Las cosas no avanzan en
Venezuela, país que sigue envuelto en una ola de conflictividad social que deja
un reguero de muertos, daños materiales y una paralización que hunde aun más su
maltrecha economía, que presenta algunos de los peores registros macroeconómicos
de todo el planeta. Al frente de la misma, y de todo lo demás, sigue instalado
el régimen chavista, madurista podría denominarse ahora, sumido en la falacia
de una revolución que hace mucho tiempo dejó de ser tal para convertirse en una
dictadura más o menos dura, que alienta ataques contra políticos,
parlamentarios y todo aquel que disienta de lo que Miraflores, el palacio
presidencial, dictamina como verdadero. Visto desde fuera, el panorama cada vez
es peor.
Este fin de semana el gobierno de
Maduro ha levantado un poco la mano y aliviado el castigo que impuso a Leopoldo
López, uno de los líderes opositores, tornando su prisión por arresto domiciliario.
Condenado a una grave pena de cárcel en un juicio sin garantías, por una
acusación oscura, López empezaba a ser un problema en la cárcel para el régimen,
dada la notoriedad de sus protestas, y las crecientes condenas internacionales,
tanto de países como de organizaciones defensoras de los derechos humanos, que
no cesaban de advertir cómo entre rejas su vida empezaba a correr peligro. Para
algunos ha sido un gesto de magnanimidad del chavismo, para otros, de
debilidad, y yo me inclino a pensar más por la segunda opción. Pese a estar confinado
en casa, López puede movilizar con mayor fuerza a sus seguidores y mantener el pulso
a las huestes violentas que hacen el trabajo sucio a un chavismo que,
oficialmente, se desentiende de ellas pero que, en la práctica, consiente su
actuación y busca la manera de apoyarlas. Estas imágenes de enfrentamientos
continuos por las calles son tristes y reflejan la profunda, quizás ya
irreversible, división que se vive en el país, división que hace cada vez más
difícil la salida del problema político.

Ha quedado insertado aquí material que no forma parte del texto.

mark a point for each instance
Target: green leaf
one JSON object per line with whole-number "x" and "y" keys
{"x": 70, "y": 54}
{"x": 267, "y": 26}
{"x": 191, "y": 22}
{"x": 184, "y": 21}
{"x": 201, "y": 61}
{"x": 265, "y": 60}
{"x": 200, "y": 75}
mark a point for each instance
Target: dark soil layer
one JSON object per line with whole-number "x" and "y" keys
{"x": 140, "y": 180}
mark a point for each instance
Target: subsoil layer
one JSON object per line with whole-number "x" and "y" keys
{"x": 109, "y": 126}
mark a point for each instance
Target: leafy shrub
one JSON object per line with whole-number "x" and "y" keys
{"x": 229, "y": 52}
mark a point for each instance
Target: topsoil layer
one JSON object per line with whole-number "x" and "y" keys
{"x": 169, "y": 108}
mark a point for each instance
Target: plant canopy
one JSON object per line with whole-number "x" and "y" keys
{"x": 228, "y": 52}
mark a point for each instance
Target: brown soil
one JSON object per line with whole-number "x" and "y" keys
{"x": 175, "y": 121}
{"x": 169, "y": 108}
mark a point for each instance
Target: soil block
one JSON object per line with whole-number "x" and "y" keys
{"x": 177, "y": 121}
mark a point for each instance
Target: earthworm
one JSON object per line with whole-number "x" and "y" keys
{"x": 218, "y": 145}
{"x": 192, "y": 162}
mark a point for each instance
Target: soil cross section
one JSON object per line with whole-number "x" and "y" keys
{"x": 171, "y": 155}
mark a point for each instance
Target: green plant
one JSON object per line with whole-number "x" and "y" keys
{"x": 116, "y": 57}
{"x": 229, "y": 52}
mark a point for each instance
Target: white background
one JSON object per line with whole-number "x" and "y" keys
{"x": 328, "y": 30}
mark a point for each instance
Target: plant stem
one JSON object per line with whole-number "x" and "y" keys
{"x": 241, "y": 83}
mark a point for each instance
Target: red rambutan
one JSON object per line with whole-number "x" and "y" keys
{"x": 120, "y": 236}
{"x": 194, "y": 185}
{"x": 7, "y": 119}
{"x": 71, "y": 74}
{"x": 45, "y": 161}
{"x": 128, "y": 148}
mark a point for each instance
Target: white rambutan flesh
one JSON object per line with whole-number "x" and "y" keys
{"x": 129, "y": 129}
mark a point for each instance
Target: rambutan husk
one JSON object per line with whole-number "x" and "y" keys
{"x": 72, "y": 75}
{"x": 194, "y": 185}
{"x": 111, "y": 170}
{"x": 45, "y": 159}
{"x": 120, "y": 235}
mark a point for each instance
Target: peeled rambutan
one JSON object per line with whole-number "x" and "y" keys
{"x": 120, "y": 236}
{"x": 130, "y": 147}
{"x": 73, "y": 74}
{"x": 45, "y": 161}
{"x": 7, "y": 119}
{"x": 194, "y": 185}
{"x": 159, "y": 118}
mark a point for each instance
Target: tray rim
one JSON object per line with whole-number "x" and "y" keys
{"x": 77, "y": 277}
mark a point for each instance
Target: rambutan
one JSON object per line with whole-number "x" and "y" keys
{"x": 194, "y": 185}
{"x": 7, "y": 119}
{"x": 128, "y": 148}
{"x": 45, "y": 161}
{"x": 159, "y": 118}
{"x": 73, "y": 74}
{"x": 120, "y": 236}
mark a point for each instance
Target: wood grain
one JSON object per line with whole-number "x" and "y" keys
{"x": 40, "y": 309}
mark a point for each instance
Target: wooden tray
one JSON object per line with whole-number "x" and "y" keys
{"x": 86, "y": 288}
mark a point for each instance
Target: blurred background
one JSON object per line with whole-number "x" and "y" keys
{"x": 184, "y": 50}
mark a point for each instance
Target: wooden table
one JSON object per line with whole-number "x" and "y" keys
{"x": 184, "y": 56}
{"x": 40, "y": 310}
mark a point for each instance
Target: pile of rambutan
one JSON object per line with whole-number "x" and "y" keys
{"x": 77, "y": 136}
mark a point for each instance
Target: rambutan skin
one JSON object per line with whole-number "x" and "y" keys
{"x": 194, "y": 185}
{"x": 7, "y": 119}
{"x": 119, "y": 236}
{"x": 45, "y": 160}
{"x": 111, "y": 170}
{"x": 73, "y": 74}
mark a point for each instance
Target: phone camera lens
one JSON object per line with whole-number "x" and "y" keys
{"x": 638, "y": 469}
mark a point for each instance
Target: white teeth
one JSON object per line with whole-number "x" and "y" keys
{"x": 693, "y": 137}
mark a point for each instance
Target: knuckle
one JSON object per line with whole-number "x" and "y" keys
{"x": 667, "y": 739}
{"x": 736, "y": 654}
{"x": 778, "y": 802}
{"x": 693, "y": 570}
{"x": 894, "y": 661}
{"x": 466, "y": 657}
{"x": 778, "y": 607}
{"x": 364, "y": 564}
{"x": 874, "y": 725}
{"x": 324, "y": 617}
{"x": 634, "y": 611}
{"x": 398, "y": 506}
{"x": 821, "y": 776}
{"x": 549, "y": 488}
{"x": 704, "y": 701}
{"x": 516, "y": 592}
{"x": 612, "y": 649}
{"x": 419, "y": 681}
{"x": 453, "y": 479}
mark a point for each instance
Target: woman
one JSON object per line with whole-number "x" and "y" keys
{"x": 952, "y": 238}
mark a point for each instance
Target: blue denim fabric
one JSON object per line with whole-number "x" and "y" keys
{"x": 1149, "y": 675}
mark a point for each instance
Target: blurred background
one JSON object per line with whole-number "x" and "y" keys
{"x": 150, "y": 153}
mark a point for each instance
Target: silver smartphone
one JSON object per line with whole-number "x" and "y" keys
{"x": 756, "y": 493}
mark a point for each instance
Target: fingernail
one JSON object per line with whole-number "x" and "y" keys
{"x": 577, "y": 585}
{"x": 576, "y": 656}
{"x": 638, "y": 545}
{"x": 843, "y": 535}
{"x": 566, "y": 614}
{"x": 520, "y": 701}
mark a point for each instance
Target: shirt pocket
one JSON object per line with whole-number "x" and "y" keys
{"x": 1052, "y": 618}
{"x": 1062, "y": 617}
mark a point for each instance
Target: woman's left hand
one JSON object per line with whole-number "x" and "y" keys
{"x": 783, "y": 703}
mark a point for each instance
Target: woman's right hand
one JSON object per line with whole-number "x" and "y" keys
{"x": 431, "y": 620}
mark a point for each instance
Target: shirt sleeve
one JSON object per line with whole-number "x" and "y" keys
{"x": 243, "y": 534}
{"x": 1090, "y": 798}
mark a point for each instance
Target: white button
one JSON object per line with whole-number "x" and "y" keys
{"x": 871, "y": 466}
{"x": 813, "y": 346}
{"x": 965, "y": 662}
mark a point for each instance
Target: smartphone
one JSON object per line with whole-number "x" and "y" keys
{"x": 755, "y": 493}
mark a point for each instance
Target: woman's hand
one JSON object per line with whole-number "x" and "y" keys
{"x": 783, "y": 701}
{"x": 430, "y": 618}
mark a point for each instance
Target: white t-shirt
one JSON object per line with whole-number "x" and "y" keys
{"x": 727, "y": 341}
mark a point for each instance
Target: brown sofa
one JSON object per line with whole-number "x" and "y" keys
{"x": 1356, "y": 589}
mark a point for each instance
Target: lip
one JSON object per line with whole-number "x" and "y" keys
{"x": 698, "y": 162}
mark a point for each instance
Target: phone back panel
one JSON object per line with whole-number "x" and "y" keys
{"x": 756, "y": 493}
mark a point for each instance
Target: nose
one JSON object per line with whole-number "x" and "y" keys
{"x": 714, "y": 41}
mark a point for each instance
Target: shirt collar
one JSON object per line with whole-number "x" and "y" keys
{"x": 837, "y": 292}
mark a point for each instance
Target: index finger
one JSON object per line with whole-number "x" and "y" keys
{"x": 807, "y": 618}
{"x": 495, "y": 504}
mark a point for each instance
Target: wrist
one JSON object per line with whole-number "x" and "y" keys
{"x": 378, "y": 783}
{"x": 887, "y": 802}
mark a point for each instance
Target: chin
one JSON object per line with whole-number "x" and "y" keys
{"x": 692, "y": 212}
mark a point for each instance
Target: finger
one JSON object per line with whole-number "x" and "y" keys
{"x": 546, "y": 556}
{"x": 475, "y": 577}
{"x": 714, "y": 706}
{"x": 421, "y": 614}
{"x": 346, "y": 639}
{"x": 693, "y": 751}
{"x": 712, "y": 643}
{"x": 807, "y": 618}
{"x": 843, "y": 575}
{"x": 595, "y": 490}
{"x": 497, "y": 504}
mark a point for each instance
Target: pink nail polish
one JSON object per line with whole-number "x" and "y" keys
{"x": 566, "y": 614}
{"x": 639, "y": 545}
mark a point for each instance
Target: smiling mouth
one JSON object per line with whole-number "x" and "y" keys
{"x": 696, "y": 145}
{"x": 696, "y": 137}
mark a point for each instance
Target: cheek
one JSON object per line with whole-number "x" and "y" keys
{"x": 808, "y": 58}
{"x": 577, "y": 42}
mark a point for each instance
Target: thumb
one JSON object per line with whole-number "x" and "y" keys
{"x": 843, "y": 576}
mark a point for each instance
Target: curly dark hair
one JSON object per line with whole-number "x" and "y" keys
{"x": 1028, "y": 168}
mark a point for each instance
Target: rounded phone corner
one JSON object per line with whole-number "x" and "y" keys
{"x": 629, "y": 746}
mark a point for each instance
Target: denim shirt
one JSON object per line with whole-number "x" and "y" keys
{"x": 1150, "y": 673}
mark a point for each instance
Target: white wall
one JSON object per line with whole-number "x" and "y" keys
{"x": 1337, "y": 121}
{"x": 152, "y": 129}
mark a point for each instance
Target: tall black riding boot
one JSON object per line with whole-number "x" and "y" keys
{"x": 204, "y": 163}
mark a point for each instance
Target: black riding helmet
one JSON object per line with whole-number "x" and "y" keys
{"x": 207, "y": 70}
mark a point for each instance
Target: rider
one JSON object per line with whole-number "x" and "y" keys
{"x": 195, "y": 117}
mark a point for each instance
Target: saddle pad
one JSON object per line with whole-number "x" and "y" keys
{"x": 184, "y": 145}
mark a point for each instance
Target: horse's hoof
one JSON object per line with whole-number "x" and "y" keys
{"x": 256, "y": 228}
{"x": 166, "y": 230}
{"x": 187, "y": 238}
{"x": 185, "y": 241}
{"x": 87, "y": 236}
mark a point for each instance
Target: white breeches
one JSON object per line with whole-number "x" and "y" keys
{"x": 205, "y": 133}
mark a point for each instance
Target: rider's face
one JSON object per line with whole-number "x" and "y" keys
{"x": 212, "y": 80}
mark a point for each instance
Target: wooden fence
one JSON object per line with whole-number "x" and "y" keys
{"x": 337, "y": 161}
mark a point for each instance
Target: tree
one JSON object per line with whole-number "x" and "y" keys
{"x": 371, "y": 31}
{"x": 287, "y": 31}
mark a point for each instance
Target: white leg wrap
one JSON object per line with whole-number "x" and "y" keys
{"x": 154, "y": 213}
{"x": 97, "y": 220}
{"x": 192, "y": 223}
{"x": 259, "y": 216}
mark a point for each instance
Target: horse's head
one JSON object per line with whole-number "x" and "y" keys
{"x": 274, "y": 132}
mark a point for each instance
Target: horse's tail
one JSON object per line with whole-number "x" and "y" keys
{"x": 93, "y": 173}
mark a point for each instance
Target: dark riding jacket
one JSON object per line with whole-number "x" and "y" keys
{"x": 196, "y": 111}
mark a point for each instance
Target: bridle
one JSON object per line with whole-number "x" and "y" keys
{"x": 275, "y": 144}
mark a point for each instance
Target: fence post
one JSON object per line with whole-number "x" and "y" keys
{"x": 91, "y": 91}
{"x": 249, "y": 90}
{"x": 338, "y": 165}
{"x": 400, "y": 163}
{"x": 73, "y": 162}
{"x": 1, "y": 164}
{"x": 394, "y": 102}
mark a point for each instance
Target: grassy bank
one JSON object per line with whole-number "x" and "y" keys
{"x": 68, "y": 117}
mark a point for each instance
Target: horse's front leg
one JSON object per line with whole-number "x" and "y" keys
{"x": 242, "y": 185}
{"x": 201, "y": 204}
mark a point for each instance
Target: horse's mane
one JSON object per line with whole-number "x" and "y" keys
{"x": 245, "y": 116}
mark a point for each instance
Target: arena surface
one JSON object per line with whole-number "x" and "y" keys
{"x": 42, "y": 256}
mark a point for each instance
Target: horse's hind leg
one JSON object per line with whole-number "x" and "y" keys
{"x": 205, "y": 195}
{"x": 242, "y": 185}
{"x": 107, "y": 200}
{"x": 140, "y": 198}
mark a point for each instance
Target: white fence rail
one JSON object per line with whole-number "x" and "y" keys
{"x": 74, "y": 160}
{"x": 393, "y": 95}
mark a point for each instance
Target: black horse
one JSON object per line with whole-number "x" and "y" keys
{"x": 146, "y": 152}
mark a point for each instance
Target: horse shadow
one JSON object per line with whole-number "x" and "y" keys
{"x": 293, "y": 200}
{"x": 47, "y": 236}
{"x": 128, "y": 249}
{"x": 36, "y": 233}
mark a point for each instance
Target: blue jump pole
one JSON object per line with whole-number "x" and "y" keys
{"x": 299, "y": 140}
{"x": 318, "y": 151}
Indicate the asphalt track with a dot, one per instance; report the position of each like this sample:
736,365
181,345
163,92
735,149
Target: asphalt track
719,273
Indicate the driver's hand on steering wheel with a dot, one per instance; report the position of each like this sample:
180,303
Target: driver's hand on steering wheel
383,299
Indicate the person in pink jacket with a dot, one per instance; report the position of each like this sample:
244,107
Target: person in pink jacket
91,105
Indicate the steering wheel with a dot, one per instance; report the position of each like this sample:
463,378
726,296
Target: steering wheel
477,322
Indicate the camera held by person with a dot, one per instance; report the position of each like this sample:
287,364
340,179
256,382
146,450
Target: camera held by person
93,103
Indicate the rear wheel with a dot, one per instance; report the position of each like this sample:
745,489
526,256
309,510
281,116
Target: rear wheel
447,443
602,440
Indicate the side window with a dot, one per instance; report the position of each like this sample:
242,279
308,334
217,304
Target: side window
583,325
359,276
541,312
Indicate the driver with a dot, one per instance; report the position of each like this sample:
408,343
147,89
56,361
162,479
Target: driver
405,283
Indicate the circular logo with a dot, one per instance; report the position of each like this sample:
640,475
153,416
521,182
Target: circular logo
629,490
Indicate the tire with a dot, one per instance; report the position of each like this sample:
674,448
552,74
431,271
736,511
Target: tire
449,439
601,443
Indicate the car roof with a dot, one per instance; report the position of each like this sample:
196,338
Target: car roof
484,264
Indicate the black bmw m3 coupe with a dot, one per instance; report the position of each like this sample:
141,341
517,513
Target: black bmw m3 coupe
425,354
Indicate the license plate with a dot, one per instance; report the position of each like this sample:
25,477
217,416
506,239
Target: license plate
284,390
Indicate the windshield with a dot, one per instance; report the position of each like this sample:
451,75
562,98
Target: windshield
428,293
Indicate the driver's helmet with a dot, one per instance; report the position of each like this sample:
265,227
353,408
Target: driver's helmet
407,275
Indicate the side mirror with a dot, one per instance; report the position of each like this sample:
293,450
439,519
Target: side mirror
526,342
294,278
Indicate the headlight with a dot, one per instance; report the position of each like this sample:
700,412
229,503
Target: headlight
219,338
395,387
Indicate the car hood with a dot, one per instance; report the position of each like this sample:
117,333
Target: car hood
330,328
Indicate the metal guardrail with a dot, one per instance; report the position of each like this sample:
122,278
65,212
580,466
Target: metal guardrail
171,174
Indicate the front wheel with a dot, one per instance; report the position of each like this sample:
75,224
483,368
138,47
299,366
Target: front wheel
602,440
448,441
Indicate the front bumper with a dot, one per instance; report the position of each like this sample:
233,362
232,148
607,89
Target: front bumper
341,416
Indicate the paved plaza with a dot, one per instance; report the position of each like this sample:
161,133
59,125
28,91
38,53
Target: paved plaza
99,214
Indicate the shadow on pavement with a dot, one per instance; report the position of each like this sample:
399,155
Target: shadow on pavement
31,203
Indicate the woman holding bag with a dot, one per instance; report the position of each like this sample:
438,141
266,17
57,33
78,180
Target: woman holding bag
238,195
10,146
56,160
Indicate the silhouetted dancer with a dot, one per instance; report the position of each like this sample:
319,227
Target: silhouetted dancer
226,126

El régimen enrocado enarbola su
fantasmal asamblea constituyente para reformar la constitución y perpetuarse en
el poder con una estrategia que está siendo imitada por otros iluminados como
los soberanistas catalanes. Frente a ellos, la oposición, que posee una gran
fuerza en la calle pero muy poco peso en los estamentos de poder del país, y que
sabe que, de llevar a cabo sus planes de reforma, las elecciones en las que
puede mostrar su fuerza dejarían de existir como tales, y la asamblea
legislativa sería borrada del mapa, no de una manera tan burda como pretendían
los violentos que la asaltaron la semana pasada, pero sí de una manera mucho más
efectiva. Y en medio de todo está el ejército, el gran poder del país, acostumbrado
a poner y quitar dirigentes. No olvidemos que Chávez era, sobre todo, un
militar golpista. ¿Qué opina el ejército de lo que pasa ahora en el país? ¿Está
dividido? ¿Va a consentir que el estado de revuelta social se perpetúe? ¿Acabará
dejando sólo a Maduro, que se ha mostrado como un fracaso en todos los
aspectos? ¿Se dividirá como la propia sociedad? No tengo respuesta para ninguna
de estas preguntas, pero lo único que veo probable es que, de seguir la situación
actual, tendrá que acabar tomando postura por uno u otro bando, o por una
tercera alternativa, que sería la del golpe clásico y la instauración de un
estado de orden bajo una tercera figura. En todo caso su papel actual de
observador de la situación cada vez es más incómodo y difícil de sostener. La
propia deriva de la crisis venezolana, que no deja de ir a más, le impedirá
seguir estando sin pronunciarse. Y no perdamos de vista el precio del petróleo,
el recurso básico para la economía nacional, que sigue bajo mínimos y drena
toda posibilidad de aumentar los ingresos para el país y sus habitantes.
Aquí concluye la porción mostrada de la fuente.